On March 1, finance minister Nirmala Sitharaman said India may take another look at the timing of LIC’s initial share sale, amid war clouds. This follows multiple calls from analysts to delay the offer as it may not attract global investors.

In February, overseas investors pulled out 38,068 crore rupees ($5.03 billion) from Indian equities and debt, which was the highest monthly outflow of foreign funds since March 2020.

“Ideally, I’d like to go ahead with it…But now, if global considerations warrant that I need to look at it, I wouldn’t mind looking at it again,” Sitharaman said in an interview with BusinessLine newspaper.

The issue was earlier slated to run from March 10 to 14.

India’s history of missing divestment target

The review of LIC’s mega IPO could impact its timing. The government’s share sale in the life insurer made up for the biggest slice of the country’s $10.4-billion asset-sale programme for this financial year.

The government had set a March deadline and was, until last week, ready to go ahead with the plan, indicating an urgency to mop up funds.

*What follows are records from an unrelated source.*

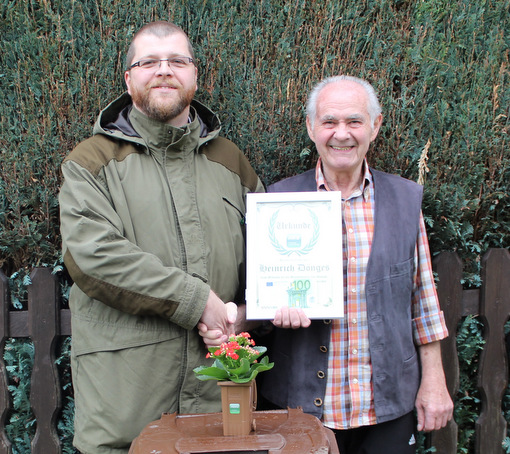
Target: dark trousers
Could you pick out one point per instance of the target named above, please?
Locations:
(392, 437)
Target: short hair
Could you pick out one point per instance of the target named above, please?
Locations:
(161, 29)
(374, 108)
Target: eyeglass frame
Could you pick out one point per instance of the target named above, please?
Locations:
(137, 63)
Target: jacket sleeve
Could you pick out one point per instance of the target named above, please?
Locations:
(109, 268)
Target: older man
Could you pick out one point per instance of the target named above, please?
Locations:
(364, 374)
(152, 213)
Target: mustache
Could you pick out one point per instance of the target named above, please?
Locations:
(164, 83)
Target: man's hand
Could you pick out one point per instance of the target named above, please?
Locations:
(287, 317)
(217, 322)
(433, 403)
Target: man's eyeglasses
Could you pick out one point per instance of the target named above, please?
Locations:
(174, 62)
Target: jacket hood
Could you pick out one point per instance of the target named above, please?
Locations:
(114, 121)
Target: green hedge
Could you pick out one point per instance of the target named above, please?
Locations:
(440, 68)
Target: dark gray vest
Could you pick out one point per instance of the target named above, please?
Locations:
(299, 376)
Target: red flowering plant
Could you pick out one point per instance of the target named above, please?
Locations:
(236, 360)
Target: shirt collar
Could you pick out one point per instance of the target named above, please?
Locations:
(322, 185)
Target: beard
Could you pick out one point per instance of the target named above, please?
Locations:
(162, 108)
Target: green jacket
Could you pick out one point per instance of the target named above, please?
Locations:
(149, 226)
(152, 218)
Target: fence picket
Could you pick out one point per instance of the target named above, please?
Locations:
(493, 374)
(44, 322)
(5, 402)
(449, 289)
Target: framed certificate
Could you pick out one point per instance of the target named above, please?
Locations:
(294, 254)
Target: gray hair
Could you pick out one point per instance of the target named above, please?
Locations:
(374, 108)
(161, 29)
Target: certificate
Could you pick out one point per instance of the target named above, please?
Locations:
(294, 254)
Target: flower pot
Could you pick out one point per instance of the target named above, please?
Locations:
(238, 401)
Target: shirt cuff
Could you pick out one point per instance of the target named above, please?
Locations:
(430, 328)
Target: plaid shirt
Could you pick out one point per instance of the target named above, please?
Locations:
(349, 399)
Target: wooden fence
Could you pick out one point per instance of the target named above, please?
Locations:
(44, 322)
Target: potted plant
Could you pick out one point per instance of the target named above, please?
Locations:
(236, 364)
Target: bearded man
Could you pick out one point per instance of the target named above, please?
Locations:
(152, 214)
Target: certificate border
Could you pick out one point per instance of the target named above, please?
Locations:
(331, 258)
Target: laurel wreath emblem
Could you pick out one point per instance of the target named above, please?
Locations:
(285, 251)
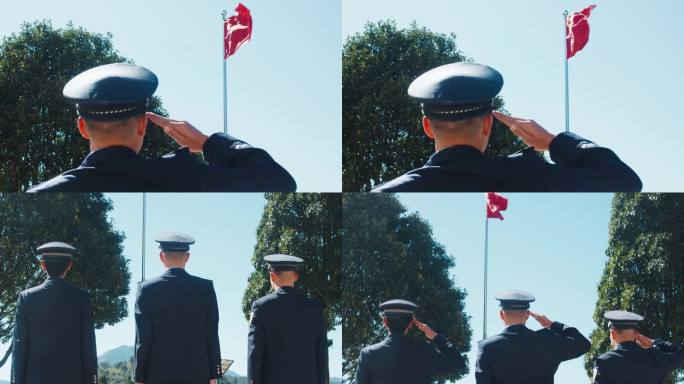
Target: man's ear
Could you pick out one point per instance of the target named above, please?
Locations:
(487, 124)
(142, 125)
(82, 128)
(427, 128)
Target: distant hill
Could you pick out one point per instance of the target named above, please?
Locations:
(116, 355)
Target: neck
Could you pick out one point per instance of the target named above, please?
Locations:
(448, 142)
(514, 322)
(106, 143)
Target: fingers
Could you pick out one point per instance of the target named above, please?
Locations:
(507, 120)
(159, 120)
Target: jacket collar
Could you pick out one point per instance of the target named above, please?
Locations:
(108, 153)
(286, 289)
(627, 345)
(178, 272)
(456, 152)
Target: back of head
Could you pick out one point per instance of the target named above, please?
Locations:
(56, 267)
(463, 129)
(112, 130)
(398, 323)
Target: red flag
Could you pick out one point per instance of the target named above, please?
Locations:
(495, 205)
(577, 30)
(237, 30)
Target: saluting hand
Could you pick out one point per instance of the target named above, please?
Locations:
(644, 341)
(543, 320)
(181, 131)
(429, 333)
(529, 131)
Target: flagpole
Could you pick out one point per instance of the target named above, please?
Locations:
(143, 234)
(224, 16)
(567, 84)
(484, 303)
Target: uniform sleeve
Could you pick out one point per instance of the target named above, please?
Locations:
(212, 335)
(20, 344)
(670, 356)
(483, 372)
(362, 371)
(322, 351)
(143, 338)
(255, 347)
(570, 342)
(88, 344)
(444, 358)
(243, 168)
(581, 165)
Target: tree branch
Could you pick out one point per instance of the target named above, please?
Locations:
(9, 352)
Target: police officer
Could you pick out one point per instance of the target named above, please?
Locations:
(112, 101)
(457, 101)
(287, 342)
(54, 335)
(635, 358)
(400, 360)
(520, 355)
(176, 319)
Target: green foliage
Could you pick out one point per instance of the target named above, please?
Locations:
(78, 219)
(382, 132)
(645, 268)
(40, 139)
(306, 225)
(389, 254)
(119, 373)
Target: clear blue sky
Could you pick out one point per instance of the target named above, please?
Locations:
(224, 226)
(551, 245)
(284, 86)
(625, 85)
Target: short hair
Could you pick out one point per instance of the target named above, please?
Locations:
(398, 323)
(174, 254)
(119, 128)
(56, 267)
(466, 128)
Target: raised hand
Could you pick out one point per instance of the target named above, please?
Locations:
(181, 131)
(529, 131)
(429, 333)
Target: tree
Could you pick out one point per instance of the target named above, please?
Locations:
(305, 225)
(389, 254)
(78, 219)
(645, 269)
(382, 132)
(40, 139)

If the offer goes through, it would boost prime minister Narendra Modi’s reputation as a market-oriented reformer amid key state elections, and help plug a gaping budget deficit.

“If the listing happens, it could change the global image of India,” James Beeland Rogers, chairman of Singapore-based Beeland Interests, had told Bloomberg earlier.

When asked if the decision to delay the IPO could be constrained by the fact that the government sets annual disinvestment targets, Sitharaman said she would “have to explain it to the whole world,” while a private sector promoter would only explain to the company’s Board.